Kleine quantums zullen zoo mogelijk worden gequiteerd, maar voor groote quantums zal geen gelegenheid meer bestaan.
Voor zoover groote quantums nog in ons bezit zijn, gelieve men ons daarvoor een andere bestemming aan te wijzen.
Hoogachtend,
w.g. Th. LANGENHOFF.

Het is dus met de Honingveiling te Amsterdam gegaan zooals werd voorspeld. Zonder organisatie en medewerking van de meest belanghebbenden moest het dezen weg opgaan. De Heer L. heeft gedaan wat hij kon om de zaak te laten floreeren.
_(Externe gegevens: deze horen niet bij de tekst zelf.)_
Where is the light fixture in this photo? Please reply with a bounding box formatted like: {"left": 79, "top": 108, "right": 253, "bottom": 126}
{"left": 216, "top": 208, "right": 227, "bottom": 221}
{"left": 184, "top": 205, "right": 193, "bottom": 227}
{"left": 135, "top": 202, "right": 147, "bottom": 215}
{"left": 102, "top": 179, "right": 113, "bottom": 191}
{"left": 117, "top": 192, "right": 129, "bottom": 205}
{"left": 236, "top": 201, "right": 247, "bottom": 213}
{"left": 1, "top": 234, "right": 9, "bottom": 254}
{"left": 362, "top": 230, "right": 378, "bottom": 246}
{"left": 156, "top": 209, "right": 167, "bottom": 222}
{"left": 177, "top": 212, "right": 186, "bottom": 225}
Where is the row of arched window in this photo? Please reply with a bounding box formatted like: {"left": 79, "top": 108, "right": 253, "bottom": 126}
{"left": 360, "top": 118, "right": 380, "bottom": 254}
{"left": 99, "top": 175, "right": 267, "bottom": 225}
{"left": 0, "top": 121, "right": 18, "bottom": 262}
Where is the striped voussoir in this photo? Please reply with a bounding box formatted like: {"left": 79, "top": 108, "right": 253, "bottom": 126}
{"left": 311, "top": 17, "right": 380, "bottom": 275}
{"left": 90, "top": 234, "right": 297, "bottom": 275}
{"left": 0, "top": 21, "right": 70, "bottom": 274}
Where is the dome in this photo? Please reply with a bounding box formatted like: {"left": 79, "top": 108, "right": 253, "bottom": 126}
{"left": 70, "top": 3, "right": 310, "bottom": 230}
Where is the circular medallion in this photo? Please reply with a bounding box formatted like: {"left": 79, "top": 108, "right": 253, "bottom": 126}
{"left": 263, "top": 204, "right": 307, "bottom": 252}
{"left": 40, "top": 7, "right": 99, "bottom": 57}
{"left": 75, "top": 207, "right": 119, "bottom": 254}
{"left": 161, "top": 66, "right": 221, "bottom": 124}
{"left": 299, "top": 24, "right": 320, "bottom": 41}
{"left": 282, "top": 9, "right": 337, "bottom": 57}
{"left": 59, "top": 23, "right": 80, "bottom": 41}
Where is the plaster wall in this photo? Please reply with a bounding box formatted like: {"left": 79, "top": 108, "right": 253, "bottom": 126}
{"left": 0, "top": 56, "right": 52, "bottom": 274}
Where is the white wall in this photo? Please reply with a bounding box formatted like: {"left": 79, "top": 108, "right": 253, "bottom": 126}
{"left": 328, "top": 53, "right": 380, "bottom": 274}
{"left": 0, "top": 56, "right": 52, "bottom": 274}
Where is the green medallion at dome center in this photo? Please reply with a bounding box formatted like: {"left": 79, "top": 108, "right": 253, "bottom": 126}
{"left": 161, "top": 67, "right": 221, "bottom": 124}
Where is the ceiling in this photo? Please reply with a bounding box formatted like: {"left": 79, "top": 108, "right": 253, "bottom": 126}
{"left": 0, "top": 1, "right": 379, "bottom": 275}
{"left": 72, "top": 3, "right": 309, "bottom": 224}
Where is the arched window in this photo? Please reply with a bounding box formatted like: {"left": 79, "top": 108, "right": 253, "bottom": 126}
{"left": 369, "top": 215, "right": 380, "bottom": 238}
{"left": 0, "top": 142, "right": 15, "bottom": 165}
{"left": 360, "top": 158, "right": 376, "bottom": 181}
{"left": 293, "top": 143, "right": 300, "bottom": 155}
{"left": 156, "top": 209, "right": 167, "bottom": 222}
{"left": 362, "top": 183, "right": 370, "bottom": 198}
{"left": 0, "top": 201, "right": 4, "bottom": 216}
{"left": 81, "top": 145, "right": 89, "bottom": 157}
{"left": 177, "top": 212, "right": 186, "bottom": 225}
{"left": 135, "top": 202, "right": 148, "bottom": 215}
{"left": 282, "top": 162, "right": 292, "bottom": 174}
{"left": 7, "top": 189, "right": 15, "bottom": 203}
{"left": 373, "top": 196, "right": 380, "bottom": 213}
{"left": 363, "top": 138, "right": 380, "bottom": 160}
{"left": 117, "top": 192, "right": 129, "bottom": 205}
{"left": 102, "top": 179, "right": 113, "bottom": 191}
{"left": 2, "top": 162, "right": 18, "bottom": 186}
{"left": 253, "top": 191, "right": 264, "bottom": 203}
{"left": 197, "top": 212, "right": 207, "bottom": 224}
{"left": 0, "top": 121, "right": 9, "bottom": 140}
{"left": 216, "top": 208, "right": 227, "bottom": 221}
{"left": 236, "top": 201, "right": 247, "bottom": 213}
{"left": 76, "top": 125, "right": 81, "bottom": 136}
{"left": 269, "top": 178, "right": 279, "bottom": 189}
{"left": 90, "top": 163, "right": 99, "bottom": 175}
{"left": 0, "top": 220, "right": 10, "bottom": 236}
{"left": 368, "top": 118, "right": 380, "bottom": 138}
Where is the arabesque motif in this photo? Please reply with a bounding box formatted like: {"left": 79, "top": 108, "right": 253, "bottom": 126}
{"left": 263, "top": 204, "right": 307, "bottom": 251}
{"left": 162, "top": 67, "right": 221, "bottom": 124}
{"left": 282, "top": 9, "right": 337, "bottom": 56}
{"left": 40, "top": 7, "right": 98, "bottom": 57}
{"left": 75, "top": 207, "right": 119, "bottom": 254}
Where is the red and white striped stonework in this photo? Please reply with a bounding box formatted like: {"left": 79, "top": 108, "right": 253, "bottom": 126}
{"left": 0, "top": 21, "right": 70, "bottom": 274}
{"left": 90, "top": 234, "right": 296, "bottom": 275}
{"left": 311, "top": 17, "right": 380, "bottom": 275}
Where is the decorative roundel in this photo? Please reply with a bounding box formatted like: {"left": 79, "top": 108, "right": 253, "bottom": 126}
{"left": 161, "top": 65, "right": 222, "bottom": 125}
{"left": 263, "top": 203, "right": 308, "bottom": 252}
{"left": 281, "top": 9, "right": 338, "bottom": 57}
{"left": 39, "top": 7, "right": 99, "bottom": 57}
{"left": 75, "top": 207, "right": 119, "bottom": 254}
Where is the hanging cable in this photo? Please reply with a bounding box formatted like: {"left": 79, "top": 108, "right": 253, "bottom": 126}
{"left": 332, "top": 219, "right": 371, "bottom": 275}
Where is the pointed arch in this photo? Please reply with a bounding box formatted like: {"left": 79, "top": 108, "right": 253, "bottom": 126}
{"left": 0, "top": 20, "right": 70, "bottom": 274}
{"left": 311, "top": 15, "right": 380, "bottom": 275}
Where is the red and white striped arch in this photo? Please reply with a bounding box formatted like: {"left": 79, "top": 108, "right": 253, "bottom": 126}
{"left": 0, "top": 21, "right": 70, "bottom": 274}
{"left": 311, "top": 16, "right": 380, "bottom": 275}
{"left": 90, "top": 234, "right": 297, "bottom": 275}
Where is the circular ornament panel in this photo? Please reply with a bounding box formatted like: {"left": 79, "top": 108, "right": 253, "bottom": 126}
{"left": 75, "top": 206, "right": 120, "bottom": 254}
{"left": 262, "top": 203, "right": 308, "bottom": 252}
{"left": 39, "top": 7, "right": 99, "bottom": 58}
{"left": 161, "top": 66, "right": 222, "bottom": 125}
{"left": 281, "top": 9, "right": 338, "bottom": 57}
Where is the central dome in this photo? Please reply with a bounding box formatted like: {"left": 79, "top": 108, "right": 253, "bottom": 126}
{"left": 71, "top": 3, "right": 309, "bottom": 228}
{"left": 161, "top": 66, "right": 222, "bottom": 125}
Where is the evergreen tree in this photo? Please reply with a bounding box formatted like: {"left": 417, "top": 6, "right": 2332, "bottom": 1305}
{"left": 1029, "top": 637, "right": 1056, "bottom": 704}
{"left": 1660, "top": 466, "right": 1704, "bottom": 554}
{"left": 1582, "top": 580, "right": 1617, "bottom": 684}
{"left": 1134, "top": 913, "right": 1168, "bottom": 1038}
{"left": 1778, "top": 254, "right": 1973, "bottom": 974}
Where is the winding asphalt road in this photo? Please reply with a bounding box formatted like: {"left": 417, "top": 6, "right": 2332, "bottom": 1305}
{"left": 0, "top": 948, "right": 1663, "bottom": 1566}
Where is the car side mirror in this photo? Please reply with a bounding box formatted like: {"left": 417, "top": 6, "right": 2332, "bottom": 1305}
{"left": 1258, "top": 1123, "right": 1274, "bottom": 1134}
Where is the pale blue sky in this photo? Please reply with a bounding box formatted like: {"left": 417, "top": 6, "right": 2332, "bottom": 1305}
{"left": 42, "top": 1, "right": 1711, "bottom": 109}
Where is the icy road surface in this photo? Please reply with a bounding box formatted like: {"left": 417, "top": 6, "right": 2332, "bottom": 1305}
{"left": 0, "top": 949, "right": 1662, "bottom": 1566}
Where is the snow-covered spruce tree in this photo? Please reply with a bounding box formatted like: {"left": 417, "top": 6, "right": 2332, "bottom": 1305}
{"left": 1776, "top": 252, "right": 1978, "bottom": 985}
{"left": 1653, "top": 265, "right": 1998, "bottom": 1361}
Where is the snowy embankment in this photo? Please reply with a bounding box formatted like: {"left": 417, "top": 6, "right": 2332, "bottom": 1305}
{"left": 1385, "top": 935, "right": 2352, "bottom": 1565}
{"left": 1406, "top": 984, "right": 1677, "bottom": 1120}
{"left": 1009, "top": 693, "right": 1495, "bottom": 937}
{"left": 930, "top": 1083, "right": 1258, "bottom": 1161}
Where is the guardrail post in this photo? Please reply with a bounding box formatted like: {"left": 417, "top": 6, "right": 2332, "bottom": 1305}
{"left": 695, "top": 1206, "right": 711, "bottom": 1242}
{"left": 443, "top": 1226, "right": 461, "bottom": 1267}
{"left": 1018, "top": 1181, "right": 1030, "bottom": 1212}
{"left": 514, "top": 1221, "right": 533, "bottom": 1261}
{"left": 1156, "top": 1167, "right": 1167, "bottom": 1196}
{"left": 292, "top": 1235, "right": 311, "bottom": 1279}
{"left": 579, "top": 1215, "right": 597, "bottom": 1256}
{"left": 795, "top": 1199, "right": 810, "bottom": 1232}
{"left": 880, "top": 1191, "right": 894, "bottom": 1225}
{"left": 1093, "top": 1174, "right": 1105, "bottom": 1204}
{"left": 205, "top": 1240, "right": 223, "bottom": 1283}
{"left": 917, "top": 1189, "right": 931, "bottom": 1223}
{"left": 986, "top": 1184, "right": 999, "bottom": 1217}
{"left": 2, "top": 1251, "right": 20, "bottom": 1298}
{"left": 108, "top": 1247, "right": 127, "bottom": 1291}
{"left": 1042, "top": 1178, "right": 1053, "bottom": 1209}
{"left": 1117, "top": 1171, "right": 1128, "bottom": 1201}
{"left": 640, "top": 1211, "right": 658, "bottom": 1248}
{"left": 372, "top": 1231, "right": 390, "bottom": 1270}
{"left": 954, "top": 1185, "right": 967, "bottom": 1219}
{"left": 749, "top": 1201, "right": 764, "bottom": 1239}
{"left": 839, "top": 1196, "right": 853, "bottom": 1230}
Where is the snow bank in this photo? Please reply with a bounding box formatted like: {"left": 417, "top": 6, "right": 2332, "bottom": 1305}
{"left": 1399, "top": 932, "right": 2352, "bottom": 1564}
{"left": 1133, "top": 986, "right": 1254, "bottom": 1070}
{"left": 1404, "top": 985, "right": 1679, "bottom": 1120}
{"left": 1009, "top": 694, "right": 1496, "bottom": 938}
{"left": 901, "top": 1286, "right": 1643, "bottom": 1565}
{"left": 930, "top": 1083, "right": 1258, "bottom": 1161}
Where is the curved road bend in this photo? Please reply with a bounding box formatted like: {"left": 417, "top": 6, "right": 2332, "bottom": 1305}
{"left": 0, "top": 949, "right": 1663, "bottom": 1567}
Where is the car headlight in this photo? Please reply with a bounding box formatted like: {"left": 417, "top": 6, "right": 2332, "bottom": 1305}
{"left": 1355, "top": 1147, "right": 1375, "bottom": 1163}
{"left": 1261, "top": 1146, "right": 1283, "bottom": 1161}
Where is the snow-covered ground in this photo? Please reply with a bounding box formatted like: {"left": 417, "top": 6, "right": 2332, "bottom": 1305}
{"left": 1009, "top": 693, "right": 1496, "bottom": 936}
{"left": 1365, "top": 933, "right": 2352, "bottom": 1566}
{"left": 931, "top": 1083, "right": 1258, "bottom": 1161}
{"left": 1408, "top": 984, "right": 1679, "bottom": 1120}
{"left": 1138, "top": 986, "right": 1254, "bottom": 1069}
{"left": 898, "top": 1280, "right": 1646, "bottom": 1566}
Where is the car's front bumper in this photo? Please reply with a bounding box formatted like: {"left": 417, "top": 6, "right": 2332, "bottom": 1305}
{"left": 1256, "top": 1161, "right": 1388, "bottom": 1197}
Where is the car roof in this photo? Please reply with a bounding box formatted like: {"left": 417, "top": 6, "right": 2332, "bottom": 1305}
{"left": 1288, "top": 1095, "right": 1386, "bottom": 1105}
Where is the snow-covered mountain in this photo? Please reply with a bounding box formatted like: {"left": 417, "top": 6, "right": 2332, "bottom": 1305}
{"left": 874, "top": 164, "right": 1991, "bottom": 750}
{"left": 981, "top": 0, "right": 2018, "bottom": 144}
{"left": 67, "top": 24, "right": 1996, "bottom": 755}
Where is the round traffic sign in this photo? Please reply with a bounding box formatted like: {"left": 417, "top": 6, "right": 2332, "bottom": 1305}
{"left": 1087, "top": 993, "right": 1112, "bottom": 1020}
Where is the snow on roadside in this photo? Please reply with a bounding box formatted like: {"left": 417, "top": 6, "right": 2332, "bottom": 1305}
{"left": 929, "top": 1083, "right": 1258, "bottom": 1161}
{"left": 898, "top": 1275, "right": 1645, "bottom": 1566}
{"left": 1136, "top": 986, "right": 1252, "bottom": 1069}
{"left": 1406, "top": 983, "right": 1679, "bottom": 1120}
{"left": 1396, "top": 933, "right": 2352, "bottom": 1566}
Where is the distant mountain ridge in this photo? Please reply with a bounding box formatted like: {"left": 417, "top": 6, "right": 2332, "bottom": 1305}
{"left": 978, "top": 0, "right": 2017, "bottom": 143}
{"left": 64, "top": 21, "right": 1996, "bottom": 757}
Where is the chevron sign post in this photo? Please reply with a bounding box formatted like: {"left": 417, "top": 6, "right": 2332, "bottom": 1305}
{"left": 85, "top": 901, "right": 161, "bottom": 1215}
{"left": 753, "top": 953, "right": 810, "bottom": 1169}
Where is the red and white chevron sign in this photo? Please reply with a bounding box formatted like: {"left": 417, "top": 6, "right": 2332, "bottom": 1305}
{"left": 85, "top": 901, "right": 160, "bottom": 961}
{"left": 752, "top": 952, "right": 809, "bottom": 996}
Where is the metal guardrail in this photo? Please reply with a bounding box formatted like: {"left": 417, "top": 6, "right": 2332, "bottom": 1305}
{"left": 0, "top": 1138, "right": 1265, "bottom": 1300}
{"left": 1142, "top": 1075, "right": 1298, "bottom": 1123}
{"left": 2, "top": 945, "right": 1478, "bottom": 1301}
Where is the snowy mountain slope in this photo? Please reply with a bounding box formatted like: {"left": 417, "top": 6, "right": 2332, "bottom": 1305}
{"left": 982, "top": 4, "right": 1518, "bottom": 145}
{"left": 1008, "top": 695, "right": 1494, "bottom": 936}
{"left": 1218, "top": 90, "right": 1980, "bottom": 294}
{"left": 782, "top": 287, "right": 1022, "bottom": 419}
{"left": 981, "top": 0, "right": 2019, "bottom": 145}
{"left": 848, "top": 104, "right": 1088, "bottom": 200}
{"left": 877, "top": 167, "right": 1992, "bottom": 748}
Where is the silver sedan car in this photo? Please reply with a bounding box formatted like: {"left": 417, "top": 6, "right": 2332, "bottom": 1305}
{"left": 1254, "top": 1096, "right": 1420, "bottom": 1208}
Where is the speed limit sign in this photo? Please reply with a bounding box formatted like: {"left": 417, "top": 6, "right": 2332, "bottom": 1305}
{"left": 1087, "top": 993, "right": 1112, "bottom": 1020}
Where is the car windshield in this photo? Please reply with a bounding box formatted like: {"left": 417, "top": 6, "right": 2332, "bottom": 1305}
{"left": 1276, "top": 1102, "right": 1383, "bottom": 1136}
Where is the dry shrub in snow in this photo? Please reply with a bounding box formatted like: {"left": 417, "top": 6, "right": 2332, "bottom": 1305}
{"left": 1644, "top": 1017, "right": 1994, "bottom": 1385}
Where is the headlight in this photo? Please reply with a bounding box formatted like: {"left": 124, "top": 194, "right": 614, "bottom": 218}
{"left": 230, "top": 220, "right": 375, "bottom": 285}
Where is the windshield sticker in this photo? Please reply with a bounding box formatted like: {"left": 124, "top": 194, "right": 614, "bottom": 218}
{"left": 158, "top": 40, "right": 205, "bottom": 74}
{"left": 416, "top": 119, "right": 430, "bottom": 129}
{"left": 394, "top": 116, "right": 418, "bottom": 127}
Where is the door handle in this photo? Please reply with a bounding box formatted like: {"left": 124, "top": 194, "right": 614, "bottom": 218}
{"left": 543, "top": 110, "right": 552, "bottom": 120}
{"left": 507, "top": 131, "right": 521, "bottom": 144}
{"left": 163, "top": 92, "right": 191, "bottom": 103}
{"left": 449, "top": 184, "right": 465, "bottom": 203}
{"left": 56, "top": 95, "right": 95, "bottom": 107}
Hij gaf zelfs voor eigen risico crediet aan sommige handelaren ten einde afname te bevorderen en blijft nog bereid bij verdere pogingen onzerzijds, zijne medewerking te verleenen om een stabiele honingmarkt te vestigen.
Wie helpt daaraan mede?

Santpoort, 7 Mei 1925, Bijenhoeve.
M.W.E. W.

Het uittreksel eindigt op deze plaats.